[Asia Economy Reporter Song Hwajeong] Foreign investors have continued a three-week selling streak in the domestic stock market. Even in the KOSDAQ market, where buying had persisted until last week, they have turned to 'selling.'
According to the Korea Exchange on the 28th, foreign investors net sold approximately 258 billion KRW in the domestic stock market during the week from the 22nd to the 26th. They sold 175.1 billion KRW in the KOSPI market and 83 billion KRW in the KOSDAQ market, respectively.
The stock most purchased by foreign investors last week was Samsung Electronics. Foreign investors net bought Samsung Electronics for 257.4 billion KRW last week. Following that, they purchased SK for 138.6 billion KRW. Other net purchases included SK Hynix (124 billion KRW), Celltrion (90.3 billion KRW), LG Household & Health Care (51.2 billion KRW), Kakao (41.1 billion KRW), Seegene (38.9 billion KRW), KMH (32 billion KRW), Samsung Electro-Mechanics (31.6 billion KRW), and ABL Bio (24.2 billion KRW).
The stock most sold by foreign investors last week was Naver (NAVER). Foreign investors net sold Naver for 168.7 billion KRW last week. They also sold LG Chem for 87.8 billion KRW. Other top net sales included Samsung Electronics Preferred Shares (75 billion KRW), Korea Electric Power Corporation (49.7 billion KRW), Shinhan Financial Group (45.2 billion KRW), Samsung Biologics (44.8 billion KRW), Samsung SDI (39.6 billion KRW), Macquarie Infrastructure (36.6 billion KRW), Hyundai Mobis (34.7 billion KRW), and Hotel Shilla (32.4 billion KRW).

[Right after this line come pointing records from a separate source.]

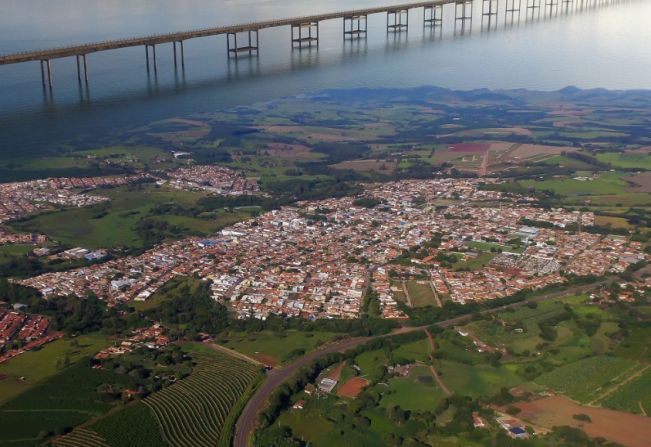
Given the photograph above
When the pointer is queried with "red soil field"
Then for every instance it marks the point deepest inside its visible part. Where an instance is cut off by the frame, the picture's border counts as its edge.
(469, 147)
(352, 387)
(630, 430)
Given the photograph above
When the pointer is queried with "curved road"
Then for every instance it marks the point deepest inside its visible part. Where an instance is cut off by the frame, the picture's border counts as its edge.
(248, 418)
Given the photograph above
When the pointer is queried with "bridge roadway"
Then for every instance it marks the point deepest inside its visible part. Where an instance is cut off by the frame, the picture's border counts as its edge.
(79, 50)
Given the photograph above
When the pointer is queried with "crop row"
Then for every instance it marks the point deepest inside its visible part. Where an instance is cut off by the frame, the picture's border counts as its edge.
(193, 411)
(81, 437)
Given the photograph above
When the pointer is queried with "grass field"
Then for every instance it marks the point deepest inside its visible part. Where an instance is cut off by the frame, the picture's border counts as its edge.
(477, 380)
(114, 224)
(35, 366)
(633, 396)
(8, 252)
(626, 160)
(420, 293)
(277, 346)
(129, 426)
(64, 400)
(199, 410)
(585, 379)
(416, 351)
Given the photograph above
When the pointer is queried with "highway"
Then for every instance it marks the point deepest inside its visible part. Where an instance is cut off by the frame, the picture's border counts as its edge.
(249, 417)
(77, 50)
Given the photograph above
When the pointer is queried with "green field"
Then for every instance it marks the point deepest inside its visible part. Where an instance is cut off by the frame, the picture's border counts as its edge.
(197, 410)
(605, 183)
(10, 251)
(114, 224)
(633, 396)
(64, 400)
(416, 351)
(417, 392)
(626, 160)
(420, 293)
(477, 380)
(585, 379)
(36, 366)
(278, 346)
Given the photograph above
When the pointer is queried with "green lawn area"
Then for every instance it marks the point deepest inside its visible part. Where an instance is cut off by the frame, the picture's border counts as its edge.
(65, 399)
(583, 380)
(12, 250)
(633, 396)
(420, 293)
(604, 183)
(272, 344)
(114, 224)
(416, 351)
(487, 246)
(372, 364)
(476, 263)
(35, 366)
(417, 392)
(476, 380)
(626, 160)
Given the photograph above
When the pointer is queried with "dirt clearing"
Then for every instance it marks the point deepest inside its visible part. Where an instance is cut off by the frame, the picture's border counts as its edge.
(352, 387)
(628, 429)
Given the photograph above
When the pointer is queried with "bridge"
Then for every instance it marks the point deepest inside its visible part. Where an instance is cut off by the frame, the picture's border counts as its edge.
(304, 32)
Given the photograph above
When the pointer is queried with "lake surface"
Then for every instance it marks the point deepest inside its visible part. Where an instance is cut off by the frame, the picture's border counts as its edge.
(585, 45)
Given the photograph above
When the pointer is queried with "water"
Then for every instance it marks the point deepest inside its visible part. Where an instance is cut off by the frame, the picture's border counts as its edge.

It is analyzed that the environment makes it difficult to expect foreign investors to return to emerging markets in the short term. Lee Seunghyun, a researcher at Korea Investment & Securities, said, "It is difficult to expect a trend of capital inflow from foreign investors into emerging markets for the time being," adding, "Capital inflows into emerging markets will appear as a trend only when emerging market economic growth momentum revives and the global financial market stabilizes." However, currently, the gap in economic growth rates between emerging and developed countries is narrowing, and uncertainty in the global financial market remains high. The researcher added, "Moreover, the short-term interest rate gap between emerging and developed countries has been widening since hitting a low in April, making it difficult to expect capital inflows for the time being."